Plot with year on x axis, and dorsal color on y axis, separated by sex
plot_ventral <-
ggplot(ventral_summary, aes(x = Year, y= mean, color = Sex, group = Sex)) +
geom_errorbar(aes(ymin=mean - se, ymax = mean + se), colour="black", width=.1, position=position_dodge(0.1)) +
geom_point(position=position_dodge(0.1))+
geom_line(position=position_dodge(0.1)) +
labs(x = "Year", y = "Ventral color") +
scale_y_continuous(limits = c(0, 4), breaks = seq(0, 4, by = 1),
labels = c("B(0)", "IB(1)", "I(2)", "IR(3)", "R(4)"))+
scale_color_discrete(labels = c("Female", "Juvenile", "Male")) +
theme_classic(base_size = 15)
plot_ventral
How well does dorsal and ventral color correlate with each other?
plot_corr <-
ggplot(data, aes(x = Color_D_num, y = Color_V_num)) +
geom_count() +
stat_smooth(method = "glm", method.args = list(family = "poisson"), color="Black", fill="grey80" )+
scale_size_continuous(breaks = c(0, 10, 50, 100, Inf),
range = c(1, 15))+
labs(x = "Dorsal color", y = "Ventral color") +
scale_y_continuous(limits = c(0, 4), breaks = seq(0, 4, by = 1),
labels = c("B(0)", "IB(1)", "I(2)", "IR(3)", "R(4)"))+
scale_x_continuous(limits = c(0, 4), breaks = seq(0, 4, by = 1),
labels = c("B(0)", "IB(1)", "I(2)", "IR(3)", "R(4)"))+
theme_classic(base_size = 15)
plot_corr
## Warning: Removed 21 rows containing non-finite values (`stat_sum()`).
## `geom_smooth()` using formula = 'y ~ x'
## Warning: Removed 21 rows containing non-finite values (`stat_smooth()`).
plot_corr <-
ggplot(data %>% filter(Sex =="M"),
aes(x = Color_D_num, y = Color_V_num)) +
geom_count() +
stat_smooth(method = "glm", method.args = list(family = "poisson"), color="steelblue3", fill="skyblue1" )+
scale_size_continuous(breaks = c(0, 10, 20, 50, Inf),
range = c(1, 15))+
labs(title = "Males", x = "Dorsal color", y = "Ventral color") +
scale_y_continuous(limits = c(0, 4), breaks = seq(0, 4, by = 1),
labels = c("B(0)", "IB(1)", "I(2)", "IR(3)", "R(4)"))+
scale_x_continuous(limits = c(0, 4), breaks = seq(0, 4, by = 1),
labels = c("B(0)", "IB(1)", "I(2)", "IR(3)", "R(4)"))+
theme_classic(base_size = 15)
plot_corr
## Warning: Removed 8 rows containing non-finite values (`stat_sum()`).
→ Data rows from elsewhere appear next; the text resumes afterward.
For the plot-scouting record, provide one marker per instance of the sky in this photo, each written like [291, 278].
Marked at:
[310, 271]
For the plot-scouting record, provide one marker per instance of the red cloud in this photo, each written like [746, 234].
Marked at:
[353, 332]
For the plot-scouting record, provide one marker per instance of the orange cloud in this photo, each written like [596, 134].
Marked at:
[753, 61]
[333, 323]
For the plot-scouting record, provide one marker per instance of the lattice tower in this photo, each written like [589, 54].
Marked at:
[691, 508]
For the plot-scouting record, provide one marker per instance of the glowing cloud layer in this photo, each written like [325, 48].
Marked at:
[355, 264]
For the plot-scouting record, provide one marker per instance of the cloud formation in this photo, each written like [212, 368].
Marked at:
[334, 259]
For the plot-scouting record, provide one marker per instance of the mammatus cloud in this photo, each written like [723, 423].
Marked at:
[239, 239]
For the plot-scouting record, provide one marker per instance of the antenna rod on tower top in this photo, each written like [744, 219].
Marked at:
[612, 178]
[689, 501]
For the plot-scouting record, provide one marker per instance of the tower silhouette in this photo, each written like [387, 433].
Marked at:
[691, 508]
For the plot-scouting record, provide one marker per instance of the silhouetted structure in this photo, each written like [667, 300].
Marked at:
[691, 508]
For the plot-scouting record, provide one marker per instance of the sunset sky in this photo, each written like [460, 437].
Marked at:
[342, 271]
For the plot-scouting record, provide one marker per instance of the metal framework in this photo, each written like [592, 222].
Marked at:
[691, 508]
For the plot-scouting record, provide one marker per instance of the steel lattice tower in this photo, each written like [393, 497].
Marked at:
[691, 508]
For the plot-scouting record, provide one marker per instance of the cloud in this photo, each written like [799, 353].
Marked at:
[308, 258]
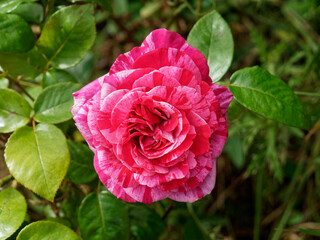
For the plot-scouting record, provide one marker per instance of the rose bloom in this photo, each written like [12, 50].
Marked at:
[155, 122]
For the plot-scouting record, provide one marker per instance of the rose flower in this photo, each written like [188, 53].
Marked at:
[155, 122]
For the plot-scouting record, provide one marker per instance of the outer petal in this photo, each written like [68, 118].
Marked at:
[82, 96]
[199, 192]
[110, 185]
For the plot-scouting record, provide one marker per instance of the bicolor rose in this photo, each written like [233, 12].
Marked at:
[155, 122]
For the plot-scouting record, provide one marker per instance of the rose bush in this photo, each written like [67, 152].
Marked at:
[155, 122]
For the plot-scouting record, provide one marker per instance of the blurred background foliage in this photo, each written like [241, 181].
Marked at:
[268, 177]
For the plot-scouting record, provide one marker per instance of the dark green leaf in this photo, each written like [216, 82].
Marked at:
[211, 35]
[14, 111]
[38, 158]
[47, 230]
[235, 150]
[13, 208]
[265, 94]
[31, 12]
[4, 82]
[120, 7]
[145, 223]
[53, 105]
[103, 217]
[68, 35]
[81, 165]
[56, 76]
[15, 34]
[28, 65]
[311, 232]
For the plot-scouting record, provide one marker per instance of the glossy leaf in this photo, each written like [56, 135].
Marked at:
[107, 4]
[47, 230]
[83, 70]
[38, 158]
[14, 111]
[4, 82]
[9, 5]
[15, 35]
[13, 208]
[31, 12]
[81, 163]
[211, 35]
[33, 91]
[145, 223]
[103, 217]
[56, 76]
[68, 35]
[28, 65]
[258, 90]
[53, 105]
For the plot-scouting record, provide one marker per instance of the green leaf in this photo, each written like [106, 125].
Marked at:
[56, 76]
[105, 3]
[83, 70]
[234, 148]
[258, 90]
[47, 230]
[38, 158]
[53, 105]
[15, 34]
[81, 165]
[33, 92]
[145, 223]
[120, 7]
[31, 12]
[13, 208]
[211, 35]
[103, 217]
[28, 65]
[14, 111]
[68, 35]
[4, 82]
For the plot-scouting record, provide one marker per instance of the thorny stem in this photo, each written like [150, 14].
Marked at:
[16, 82]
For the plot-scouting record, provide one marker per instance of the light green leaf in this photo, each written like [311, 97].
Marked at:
[258, 90]
[56, 76]
[145, 223]
[9, 5]
[31, 12]
[13, 208]
[14, 111]
[68, 35]
[211, 35]
[28, 65]
[47, 230]
[83, 70]
[81, 165]
[4, 82]
[38, 158]
[105, 3]
[15, 34]
[53, 105]
[103, 217]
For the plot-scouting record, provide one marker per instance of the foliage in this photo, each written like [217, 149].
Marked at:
[268, 177]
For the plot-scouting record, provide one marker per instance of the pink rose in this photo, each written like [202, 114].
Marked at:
[155, 122]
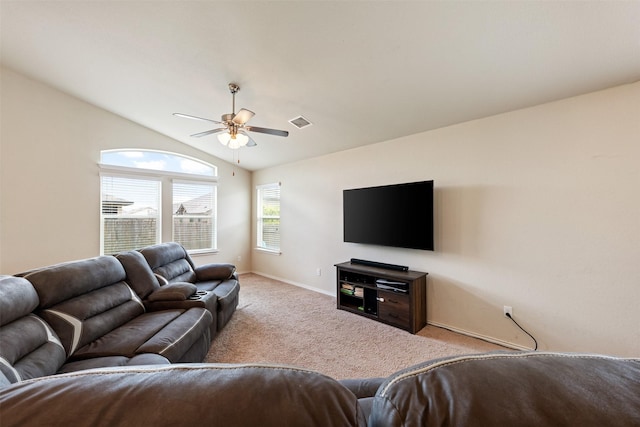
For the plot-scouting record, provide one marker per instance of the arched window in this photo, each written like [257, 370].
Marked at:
[134, 212]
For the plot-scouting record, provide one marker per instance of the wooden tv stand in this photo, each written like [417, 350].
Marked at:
[403, 306]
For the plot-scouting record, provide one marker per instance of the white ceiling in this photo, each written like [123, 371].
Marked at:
[362, 72]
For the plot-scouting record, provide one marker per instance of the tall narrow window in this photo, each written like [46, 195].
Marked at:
[268, 197]
[194, 213]
[130, 213]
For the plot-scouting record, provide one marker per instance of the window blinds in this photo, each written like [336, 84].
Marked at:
[194, 215]
[130, 214]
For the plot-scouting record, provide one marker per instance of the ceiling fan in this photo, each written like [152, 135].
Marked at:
[233, 134]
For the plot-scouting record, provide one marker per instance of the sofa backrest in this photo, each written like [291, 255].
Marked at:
[29, 348]
[139, 275]
[85, 299]
[171, 262]
[184, 395]
[512, 388]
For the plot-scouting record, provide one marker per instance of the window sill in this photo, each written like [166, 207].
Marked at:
[268, 251]
[202, 252]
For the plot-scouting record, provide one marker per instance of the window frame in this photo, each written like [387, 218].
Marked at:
[166, 178]
[213, 216]
[260, 218]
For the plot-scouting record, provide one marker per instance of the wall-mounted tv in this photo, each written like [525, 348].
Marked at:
[399, 215]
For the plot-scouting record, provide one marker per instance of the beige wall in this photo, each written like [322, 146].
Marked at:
[49, 182]
[538, 209]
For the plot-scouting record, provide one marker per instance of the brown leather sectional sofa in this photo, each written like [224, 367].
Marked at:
[111, 311]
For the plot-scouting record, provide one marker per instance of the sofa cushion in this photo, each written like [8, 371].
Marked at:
[218, 271]
[169, 333]
[114, 361]
[512, 388]
[17, 298]
[178, 291]
[139, 275]
[62, 282]
[183, 395]
[96, 313]
[28, 346]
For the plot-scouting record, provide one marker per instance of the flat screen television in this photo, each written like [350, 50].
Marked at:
[399, 215]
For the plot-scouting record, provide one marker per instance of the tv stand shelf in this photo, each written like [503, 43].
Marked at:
[397, 298]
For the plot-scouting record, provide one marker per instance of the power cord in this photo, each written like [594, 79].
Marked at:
[523, 330]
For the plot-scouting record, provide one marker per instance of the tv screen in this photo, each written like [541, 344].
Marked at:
[399, 215]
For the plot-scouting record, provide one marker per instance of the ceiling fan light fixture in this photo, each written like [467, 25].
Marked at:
[233, 141]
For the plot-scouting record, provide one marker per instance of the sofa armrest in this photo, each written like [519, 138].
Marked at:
[215, 272]
[178, 291]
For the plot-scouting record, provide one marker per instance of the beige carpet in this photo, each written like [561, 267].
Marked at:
[284, 324]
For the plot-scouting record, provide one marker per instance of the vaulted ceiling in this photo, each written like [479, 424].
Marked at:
[362, 72]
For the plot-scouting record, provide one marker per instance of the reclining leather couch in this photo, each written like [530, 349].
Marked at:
[172, 265]
[83, 314]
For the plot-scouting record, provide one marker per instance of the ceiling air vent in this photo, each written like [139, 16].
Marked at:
[300, 122]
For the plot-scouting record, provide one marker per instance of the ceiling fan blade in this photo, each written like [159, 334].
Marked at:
[207, 132]
[188, 116]
[267, 131]
[242, 116]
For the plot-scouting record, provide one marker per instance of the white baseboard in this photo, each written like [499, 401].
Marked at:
[437, 324]
[480, 336]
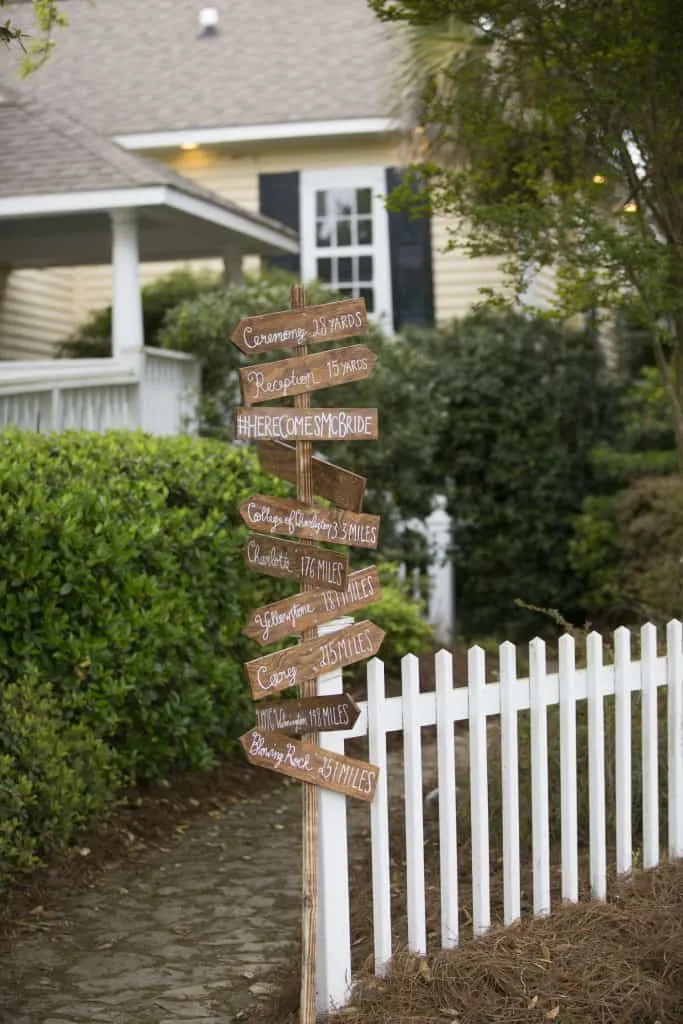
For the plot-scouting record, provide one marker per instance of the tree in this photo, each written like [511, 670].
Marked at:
[47, 15]
[551, 134]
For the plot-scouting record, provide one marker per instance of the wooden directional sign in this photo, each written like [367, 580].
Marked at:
[293, 665]
[283, 424]
[310, 764]
[329, 714]
[336, 484]
[296, 614]
[310, 522]
[309, 373]
[312, 325]
[296, 561]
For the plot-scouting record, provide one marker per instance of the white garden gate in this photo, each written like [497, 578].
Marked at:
[474, 704]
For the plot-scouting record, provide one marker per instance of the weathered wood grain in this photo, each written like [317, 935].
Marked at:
[291, 328]
[328, 714]
[286, 424]
[310, 764]
[270, 381]
[289, 560]
[310, 522]
[291, 667]
[293, 615]
[341, 486]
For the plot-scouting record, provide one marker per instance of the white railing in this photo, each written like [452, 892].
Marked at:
[154, 390]
[475, 705]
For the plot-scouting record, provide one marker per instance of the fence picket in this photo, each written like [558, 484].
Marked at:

## `geom_smooth()` using formula = 'y ~ x'
## Warning: Removed 8 rows containing non-finite values (`stat_smooth()`).
plot_corr <-
ggplot(data %>% filter(Sex =="F"),
aes(x = Color_D_num, y = Color_V_num)) +
geom_count() +
stat_smooth(method = "glm", method.args = list(family = "poisson"), color="salmon2", fill="rosybrown1" )+
scale_size_continuous(breaks = c(0, 10, 20, 50, Inf),
range = c(1, 15))+
labs(title = "Females", x = "Dorsal color", y = "Ventral color") +
scale_y_continuous(limits = c(0, 4), breaks = seq(0, 4, by = 1),
labels = c("B(0)", "IB(1)", "I(2)", "IR(3)", "R(4)"))+
scale_x_continuous(limits = c(0, 4), breaks = seq(0, 4, by = 1),
labels = c("B(0)", "IB(1)", "I(2)", "IR(3)", "R(4)"))+
theme_classic(base_size = 15)
plot_corr
## Warning: Removed 10 rows containing non-finite values (`stat_sum()`).
## `geom_smooth()` using formula = 'y ~ x'
## Warning: Removed 10 rows containing non-finite values (`stat_smooth()`).